1. Requirements Notation . . . . . . . . . . . . . . . . . . . . 2
2. Introduction . . . . . . . . . . . . . . . . . . . . . . . . 2
3. Terminology . . . . . . . . . . . . . . . . . . . . . . . . . 3
4. Overview . . . . . . . . . . . . . . . . . . . . . . . . . . 4
5. Pointer to a list of Resolving Domains . . . . . . . . . . . 5
6. Discovery of Resolving Services . . . . . . . . . . . . . . . 6
7. TTL . . . . . . . . . . . . . . . . . . . . . . . . . . . . . 7
8. SvcParamKey . . . . . . . . . . . . . . . . . . . . . . . . . 7
9. Resolver advertising other service sub type . . . . . . . . . 8
10. Migration to service sub types . . . . . . . . . . . . . . . 8
11. Security Considerations . . . . . . . . . . . . . . . . . . . 8
11.1. Use of protected channel is RECOMMENDED . . . . . . . . 8
11.2. DNSSEC is RECOMMENDED . . . . . . . . . . . . . . . . . 9
11.3. TLSA is RECOMMENDED . . . . . . . . . . . . . . . . . . 10
12. Privacy Considerations . . . . . . . . . . . . . . . . . . . 10
13. IANA Considerations . . . . . . . . . . . . . . . . . . . . . 11
14. Acknowledgments . . . . . . . . . . . . . . . . . . . . . . . 11
15. Appendices . . . . . . . . . . . . . . . . . . . . . . . . . 12
15.1. DRDP Requirements . . . . . . . . . . . . . . . . . . . 12
15.2. Discovery of specific service instance . . . . . . . . . 13
16. References . . . . . . . . . . . . . . . . . . . . . . . . . 14
16.1. Normative References . . . . . . . . . . . . . . . . . . 14
16.2. Informative References . . . . . . . . . . . . . . . . . 14
Author's Address . . . . . . . . . . . . . . . . . . . . . . . . 15
1. Requirements Notation
The key words "MUST", "MUST NOT", "REQUIRED", "SHALL", "SHALL NOT",
"SHOULD", "SHOULD NOT", "RECOMMENDED", "NOT RECOMMENDED", "MAY", and
"OPTIONAL" in this document are to be interpreted as described in
BCP 14 [RFC2119] [RFC8174] when, and only when, they appear in all
capitals, as shown here.
2. Introduction
A DNS client can proceed to DNS resolution using various resolving
services.
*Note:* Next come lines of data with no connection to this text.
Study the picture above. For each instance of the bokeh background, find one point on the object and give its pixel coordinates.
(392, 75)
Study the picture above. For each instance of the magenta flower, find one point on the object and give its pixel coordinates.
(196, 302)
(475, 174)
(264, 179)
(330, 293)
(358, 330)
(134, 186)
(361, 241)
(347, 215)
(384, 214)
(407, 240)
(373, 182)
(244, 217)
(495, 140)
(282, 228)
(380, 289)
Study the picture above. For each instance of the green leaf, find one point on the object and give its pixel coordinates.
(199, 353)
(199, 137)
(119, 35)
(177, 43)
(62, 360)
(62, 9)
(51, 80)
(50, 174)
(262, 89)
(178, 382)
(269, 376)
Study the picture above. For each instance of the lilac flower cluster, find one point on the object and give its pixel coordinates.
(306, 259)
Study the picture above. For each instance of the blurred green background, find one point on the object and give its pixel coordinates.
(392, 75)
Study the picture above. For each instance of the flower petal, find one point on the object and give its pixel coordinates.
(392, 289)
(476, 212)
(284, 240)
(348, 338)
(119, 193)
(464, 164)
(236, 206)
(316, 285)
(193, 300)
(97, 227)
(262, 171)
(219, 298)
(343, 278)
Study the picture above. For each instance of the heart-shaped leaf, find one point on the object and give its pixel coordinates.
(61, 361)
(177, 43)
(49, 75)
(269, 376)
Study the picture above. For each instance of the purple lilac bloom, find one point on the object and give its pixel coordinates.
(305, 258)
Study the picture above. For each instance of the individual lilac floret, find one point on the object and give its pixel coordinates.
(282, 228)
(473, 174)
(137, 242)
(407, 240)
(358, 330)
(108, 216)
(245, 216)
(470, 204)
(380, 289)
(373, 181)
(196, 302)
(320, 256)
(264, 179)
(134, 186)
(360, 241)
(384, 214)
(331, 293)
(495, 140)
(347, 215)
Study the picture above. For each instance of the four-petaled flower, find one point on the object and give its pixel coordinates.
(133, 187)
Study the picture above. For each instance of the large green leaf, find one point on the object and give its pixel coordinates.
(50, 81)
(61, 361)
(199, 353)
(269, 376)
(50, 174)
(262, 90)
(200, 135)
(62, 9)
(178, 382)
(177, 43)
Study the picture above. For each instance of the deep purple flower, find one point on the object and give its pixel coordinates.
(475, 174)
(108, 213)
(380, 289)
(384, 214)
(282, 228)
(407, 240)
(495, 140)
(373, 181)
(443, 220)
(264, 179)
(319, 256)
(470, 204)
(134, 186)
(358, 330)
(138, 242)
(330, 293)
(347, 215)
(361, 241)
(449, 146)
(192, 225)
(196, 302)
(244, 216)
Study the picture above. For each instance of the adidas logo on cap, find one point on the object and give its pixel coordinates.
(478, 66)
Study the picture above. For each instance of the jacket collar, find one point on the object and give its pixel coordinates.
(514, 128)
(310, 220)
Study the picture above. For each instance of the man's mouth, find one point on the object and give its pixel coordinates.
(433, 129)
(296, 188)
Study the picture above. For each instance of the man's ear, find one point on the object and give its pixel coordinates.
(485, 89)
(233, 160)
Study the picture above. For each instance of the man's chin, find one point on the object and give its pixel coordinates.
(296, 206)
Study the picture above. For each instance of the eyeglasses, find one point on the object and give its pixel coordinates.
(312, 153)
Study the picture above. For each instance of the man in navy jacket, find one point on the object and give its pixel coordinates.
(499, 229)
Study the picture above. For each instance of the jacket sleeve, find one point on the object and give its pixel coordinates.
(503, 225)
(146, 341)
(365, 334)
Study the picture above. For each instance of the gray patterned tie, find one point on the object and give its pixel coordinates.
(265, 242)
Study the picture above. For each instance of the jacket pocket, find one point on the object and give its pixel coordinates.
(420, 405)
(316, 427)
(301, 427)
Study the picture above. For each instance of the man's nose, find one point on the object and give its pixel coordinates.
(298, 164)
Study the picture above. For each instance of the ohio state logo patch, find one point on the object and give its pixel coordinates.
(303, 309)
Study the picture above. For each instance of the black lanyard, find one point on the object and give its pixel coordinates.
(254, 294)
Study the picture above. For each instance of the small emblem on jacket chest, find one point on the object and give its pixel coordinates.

These services can be local or global and can use a wide
range of DNS transport protocols such as, for example, standard DNS
[RFC1035], DNS over TLS [RFC7858] or DNS over HTTPS [RFC8484]. The
local scope of these services may take various forms. For example,
it could be associated to a network perspective ( restricted to the
network the DNS client is connected to ) or to an application
perspective ( restricted to some domain names ).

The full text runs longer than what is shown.